Xtra Diary: "Homes for Votes" Shirley Porter turns her life into a book - disgraced former council leader pens autobiography
Published: 24 June 2011
by JOSH LOEB
SHE was known as the most ruthless woman in local government – but is the life of Shirley Porter now one of indecision?
The Guardian’s diarist Hugh Muir reported last week that former city council leader Lady Porter (pictured) – disgraced in the “homes for votes” scandal of the late 1980s – has written her autobiography.
This is hardly news. According to the Mail’s Richard Kay, she’s had the manuscript on her desk since at least September 2009.
Back then, however, Lady Porter, who now divides her time between Park Lane and Tel Aviv, asserted that it would never grace the bookshelves.
“I wrote the book to set the record straight and also because it acted as catharsis, and helped me to move on in my life,” she said at the time.
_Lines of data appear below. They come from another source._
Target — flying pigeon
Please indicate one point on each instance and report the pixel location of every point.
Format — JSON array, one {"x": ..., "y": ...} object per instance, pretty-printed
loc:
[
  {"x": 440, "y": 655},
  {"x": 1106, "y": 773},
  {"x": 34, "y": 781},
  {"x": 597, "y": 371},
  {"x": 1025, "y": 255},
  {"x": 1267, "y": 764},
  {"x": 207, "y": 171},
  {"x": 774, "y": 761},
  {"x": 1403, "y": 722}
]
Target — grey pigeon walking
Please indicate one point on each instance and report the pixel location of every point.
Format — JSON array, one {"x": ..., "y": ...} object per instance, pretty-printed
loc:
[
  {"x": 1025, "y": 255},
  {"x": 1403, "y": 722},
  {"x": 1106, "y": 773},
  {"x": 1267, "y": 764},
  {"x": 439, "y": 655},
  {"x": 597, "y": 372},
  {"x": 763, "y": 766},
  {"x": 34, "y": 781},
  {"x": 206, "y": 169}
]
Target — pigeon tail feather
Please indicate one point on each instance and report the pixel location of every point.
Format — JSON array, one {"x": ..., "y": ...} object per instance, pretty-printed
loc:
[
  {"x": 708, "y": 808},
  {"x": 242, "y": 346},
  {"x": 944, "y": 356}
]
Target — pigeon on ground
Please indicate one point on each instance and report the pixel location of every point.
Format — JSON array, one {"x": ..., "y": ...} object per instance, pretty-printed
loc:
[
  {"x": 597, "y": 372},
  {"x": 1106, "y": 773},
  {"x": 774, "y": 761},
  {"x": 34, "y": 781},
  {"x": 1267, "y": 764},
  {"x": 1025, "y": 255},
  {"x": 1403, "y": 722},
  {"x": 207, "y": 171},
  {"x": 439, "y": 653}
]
But she added that friends and family had persuaded her to keep it close. Now, however, the forthright Lady has had a change of heart, allegedly telling friends that she’s so determined to publish she’ll print it herself if no one will take the script.
Whatever happened to “the lady’s not for turning”?
These were, of course, the words of her friend and idol Margaret Thatcher, but let’s not forget that under Lady Porter, Westminster Tories resolved to “neutralise” Labour’s Paul Dimoldenberg.